Chinese artificial intelligence pioneer, SenseTime, announced the launch of its latest invention on Tuesday – the Intern 2.5, which it claims to be the “largest multimodal open-source large-language model.” This development is the latest push by SenseTime and China as a whole, to upgrade AI technology, making it more powerful and applicable across different sectors.
Intern 2.5 was jointly developed by SenseTime, Shanghai Artificial Intelligence Laboratory, Tsinghua University, the Chinese University of Hong Kong, and Shanghai Jiao Tong University. The model boasts 3 billion parameters, making it the largest and most accurate on ImageNet among the world’s open-source models. Additionally, it is the only model in the object detection benchmark dataset COCO that exceeds 65.0 mAP, which is a remarkable achievement.
The ImageNet project, a large visual database designed for use in visual object recognition software research, served as the basis for the development of the Intern 2.5. SenseTime’s cross-modal open-task processing ability allows it to provide efficient and accurate perception and understanding support for general scenarios such as autonomous driving and robots, according to the company.
Intern 2.5 is a higher-level visual system that possesses universal scene perception and complex problem-solving capabilities. It can define tasks through text, making it possible to flexibly define the task requirements of different scenarios.
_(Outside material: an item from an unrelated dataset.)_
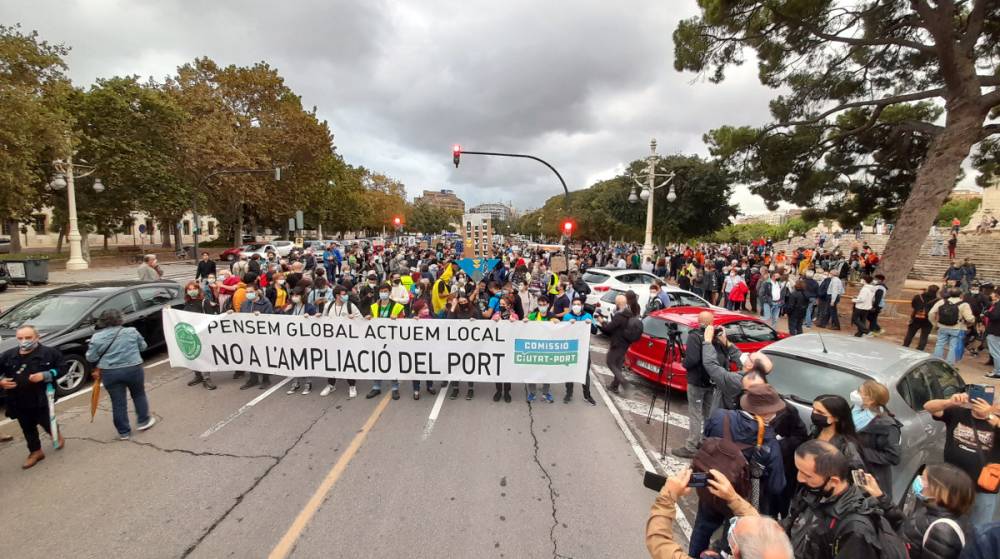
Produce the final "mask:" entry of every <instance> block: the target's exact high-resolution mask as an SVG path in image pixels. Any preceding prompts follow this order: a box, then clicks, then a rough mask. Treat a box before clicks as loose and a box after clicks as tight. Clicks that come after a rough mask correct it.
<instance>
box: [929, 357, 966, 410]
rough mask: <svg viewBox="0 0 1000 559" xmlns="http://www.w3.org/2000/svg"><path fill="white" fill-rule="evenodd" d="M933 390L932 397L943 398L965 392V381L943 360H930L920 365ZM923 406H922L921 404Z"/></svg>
mask: <svg viewBox="0 0 1000 559" xmlns="http://www.w3.org/2000/svg"><path fill="white" fill-rule="evenodd" d="M920 369H921V370H922V372H923V374H924V379H925V380H926V381H927V387H928V388H929V389H930V391H931V398H933V399H935V400H942V399H947V398H951V397H952V396H954V395H955V394H959V393H962V392H965V382H964V381H963V380H962V377H960V376H958V374H957V373H956V372H955V370H954V369H952V368H951V367H949V366H948V365H947V364H946V363H944V362H942V361H928V362H926V363H924V364H923V365H921V366H920ZM921 407H922V406H921Z"/></svg>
With this, the model can give instructions or answers based on given visual images and prompts for tasks, thereby possessing advanced perception and complex problem-solving abilities in general scenarios such as image description, visual question-answering, visual reasoning, and text recognition.
The significance of Intern 2.5 cannot be overemphasized as it marks another giant leap towards the realization of a world that’s powered by artificial intelligence. SenseTime and its partners have done a remarkable job in developing a model that will revolutionize how AI is used across different sectors.